You’ve heard it for years. This is the time to make resolutions, to haul over your life’s engine and improve the way you live. Lose weight. Save money. Clean out the garage.
Improvement is a good thing, right? So why do so few Latter-day Saints jump on the New Years’ Resolutions bandwagon?
Because we’ve been doing it in increments, all year every year. Ours is a religion that urges constant introspection, constant course adjustments, and weekly repentance so we can take the sacrament and be washed clean all over again. Waiting until January 1 st to modify our actions sounds almost ludicrous, if not downright impossible.
Does anybody who makes a New Years’ Resolution stick with it for more than a month or two? “By golly, I’m going to be someone else!” doesn’t last long, does it?
What really works, as the saying goes, is eating the elephant one bite at a time. We are constantly admonished to get out of debt. And we’re given concrete tips about how to find our way to solid financial ground.
We are told regularly to step up our kindness and compassion, to give charitably all year. As we tithe, we can also designate a donation to humanitarian aid.
Our young men and women have booklets of projects and goals that they accomplish to earn recognition, working on their tasks throughout the year.
Missionary work is done slowly and with constant love and encouragement.
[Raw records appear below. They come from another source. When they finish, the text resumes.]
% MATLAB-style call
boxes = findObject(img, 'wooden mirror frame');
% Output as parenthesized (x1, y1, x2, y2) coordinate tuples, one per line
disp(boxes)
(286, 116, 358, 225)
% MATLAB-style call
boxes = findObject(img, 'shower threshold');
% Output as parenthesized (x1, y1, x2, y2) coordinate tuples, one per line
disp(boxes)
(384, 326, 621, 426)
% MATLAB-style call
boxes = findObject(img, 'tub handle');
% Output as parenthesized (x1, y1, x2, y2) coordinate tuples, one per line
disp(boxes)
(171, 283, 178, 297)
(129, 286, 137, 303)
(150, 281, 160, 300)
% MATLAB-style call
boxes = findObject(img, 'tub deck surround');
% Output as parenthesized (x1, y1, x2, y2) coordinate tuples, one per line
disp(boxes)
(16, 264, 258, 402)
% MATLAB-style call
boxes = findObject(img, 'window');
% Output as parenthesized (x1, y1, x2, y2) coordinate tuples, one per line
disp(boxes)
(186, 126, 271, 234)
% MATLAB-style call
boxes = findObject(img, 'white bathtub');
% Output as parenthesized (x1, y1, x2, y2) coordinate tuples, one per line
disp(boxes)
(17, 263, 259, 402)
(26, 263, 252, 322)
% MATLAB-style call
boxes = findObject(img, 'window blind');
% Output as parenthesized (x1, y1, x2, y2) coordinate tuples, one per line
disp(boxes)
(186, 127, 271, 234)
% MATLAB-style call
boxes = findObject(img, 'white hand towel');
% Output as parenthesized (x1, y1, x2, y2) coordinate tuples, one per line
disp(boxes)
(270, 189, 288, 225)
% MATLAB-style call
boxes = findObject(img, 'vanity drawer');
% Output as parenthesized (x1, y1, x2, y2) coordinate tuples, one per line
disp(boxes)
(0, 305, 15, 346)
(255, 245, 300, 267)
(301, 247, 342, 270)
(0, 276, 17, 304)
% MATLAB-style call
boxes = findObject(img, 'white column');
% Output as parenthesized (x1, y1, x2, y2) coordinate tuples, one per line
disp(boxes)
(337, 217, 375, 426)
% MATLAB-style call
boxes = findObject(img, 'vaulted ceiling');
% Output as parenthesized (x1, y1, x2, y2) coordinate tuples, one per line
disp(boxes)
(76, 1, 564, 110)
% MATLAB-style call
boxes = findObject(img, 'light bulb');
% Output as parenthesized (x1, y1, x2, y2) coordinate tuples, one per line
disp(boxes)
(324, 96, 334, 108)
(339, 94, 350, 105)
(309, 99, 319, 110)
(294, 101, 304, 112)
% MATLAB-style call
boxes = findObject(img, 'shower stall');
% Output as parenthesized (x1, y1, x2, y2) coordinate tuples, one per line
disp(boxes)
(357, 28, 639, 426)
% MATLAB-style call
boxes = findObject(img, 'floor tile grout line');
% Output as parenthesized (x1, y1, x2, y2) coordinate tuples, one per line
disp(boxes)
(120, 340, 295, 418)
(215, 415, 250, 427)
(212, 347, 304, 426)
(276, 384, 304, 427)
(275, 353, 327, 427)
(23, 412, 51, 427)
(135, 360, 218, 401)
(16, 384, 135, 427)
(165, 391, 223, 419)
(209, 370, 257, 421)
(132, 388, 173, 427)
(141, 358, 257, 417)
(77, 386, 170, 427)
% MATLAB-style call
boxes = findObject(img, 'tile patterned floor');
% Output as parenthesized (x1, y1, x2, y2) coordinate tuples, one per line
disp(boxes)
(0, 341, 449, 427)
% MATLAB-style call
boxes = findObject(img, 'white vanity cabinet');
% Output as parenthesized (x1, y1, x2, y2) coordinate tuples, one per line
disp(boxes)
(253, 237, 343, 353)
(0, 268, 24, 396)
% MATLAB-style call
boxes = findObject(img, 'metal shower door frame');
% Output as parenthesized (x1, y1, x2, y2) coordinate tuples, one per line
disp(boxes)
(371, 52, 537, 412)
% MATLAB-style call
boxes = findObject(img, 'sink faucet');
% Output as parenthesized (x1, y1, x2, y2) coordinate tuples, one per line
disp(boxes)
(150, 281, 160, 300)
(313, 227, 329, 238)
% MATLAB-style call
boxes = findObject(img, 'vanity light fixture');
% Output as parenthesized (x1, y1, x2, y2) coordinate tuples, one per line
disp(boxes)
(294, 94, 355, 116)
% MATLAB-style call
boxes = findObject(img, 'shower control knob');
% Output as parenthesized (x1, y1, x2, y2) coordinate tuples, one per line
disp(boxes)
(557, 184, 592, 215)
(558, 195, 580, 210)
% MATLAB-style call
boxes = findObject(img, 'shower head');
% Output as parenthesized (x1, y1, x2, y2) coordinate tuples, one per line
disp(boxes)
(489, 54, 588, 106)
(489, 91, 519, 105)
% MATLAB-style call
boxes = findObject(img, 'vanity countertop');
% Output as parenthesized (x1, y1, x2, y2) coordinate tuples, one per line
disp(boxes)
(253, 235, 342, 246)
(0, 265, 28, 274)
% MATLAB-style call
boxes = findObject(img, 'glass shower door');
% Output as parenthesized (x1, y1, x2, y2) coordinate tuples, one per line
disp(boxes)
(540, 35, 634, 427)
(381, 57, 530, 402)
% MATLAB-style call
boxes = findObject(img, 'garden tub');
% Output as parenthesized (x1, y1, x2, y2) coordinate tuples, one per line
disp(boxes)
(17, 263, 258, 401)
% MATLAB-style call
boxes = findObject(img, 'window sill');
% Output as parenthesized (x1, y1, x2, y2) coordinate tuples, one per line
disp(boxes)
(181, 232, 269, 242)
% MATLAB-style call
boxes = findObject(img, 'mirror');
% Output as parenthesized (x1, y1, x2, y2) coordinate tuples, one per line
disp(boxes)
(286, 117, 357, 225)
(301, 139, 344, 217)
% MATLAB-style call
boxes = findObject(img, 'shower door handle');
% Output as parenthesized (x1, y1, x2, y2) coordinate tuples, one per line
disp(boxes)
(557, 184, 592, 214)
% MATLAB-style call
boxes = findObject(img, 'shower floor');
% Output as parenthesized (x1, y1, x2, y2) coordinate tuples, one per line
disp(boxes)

Imagine if you tried to condense it into one big January push.
We check off lists of items to collect, bit by bit, for a year’s supply of food and clothing, gradually accumulating what we need as we grocery shop each week.
Genealogy work is done every day of the year, inching ancestor by ancestor to a complete family tree.
Temple work is not done marathon style, in one clump of 20 sessions, back to back for several days, cramming the temple with visitors in January while it sits empty the rest of the year. Instead, most temple work is done regularly as members return each month for one or two sessions.
Lessons are taught all year about how to study scripture, how to pray, how to parent, how to love, how to follow Christ’s example, how to repent, how to forgive— the list is endless. And each lesson nudges us further along on our constant road to improvement.
Welfare programs help people get training and jobs every day of the year, not just in one giant swoop in January.
The Word of Wisdom is expected to be followed every day of the year, not just for a few weeks, when a New Year begins. You can’t acquire good health in one sudden burst of desire; it takes day-to-day adherence to common sense living.
Seeds are sown, quilts are stitched, babies are rocked, and all of it is done one seed, one stitch, one rock at a time. Repetition eventually gets us to the goal.
This year, when the notion again arises that we should suddenly look at our lives and correct our failings, just smile and keep a steady course. Remember, it wasn’t the speedy rabbit, approaching life in fits and starts, that prevailed, but the unwavering tortoise, maintaining a fixed pace, who finally won the race.